Ice, Ice, Baby (or a Lesson in Bureaucracy)

. Monday, February 1, 2010

(Go ahead, push play. You know you want to)

UNC suspended classes until 10:00 a.m. this morning. This not only makes no sense, it actually has the opposite of its intended effect. The reason to cancel Monday morning classes following a Saturday morning snow is to minimize employee and student travel on hazardous roads. This is smart, because here in the Triangle city crews are incapable of managing to clear roads after a frozen precipitation event. This may be a function of equipment shortages (why spend a lot of money preparing for rare events) or lack of knowledge. As a consequence, every time we have some event, roads remain treacherous for a number of days. So, the University (and local schools) suspend classes so that we aren't traveling in dangerous conditions.

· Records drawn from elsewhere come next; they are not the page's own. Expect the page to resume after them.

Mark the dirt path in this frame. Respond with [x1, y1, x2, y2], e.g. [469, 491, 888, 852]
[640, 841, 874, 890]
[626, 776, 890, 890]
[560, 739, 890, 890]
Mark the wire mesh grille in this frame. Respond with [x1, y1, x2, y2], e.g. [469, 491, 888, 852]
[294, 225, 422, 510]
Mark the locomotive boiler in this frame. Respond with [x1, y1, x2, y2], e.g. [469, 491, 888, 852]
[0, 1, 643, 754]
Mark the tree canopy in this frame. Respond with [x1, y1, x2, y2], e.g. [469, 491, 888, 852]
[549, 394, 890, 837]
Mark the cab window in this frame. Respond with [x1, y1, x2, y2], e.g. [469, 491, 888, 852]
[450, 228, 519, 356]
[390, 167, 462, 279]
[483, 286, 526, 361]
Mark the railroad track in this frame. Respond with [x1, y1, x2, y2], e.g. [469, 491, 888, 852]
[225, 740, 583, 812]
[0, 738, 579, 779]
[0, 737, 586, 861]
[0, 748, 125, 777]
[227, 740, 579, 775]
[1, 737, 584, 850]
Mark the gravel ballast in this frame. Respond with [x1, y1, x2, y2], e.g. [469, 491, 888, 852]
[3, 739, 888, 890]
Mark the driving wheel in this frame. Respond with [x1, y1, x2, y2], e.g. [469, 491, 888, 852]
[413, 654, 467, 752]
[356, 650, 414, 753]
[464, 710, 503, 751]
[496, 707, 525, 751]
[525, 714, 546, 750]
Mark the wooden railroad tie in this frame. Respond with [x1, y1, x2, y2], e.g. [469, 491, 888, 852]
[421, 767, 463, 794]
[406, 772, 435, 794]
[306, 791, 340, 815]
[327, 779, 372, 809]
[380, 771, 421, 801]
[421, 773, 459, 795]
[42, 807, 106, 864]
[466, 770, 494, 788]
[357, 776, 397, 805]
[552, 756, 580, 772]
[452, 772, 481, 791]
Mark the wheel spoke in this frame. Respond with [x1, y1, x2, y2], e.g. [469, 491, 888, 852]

However, cancelling class until 10:00 actually exposes students and employees to more treacherous road conditions. Nothing magical occurs between 7:00 and 9:30 (the time I would have to get in my car to make a 10:00 class) to make the ice disappear from roads. The sun rises and we see a little bit of melting. Moreover, as anyone accustomed to driving or walking in winter conditions knows from experience, ice covered by 1/16th of an inch of melted ice (i.e., water) is actually more treacherous than black ice. And it turns out that science actually supports individual experience. By cancelling classes until 10:00, therefore, the University unintentionally encourages students and employees to travel in conditions that are more dangerous than those they are trying to protect us from.

This is why I hate bureaucracy. It makes us stop thinking. Oh, and this is why I cancelled my 11:00 a.m. class.

1 comments:

Zia said...

That video is incredible. Thanks for taking me way back, Dr. O.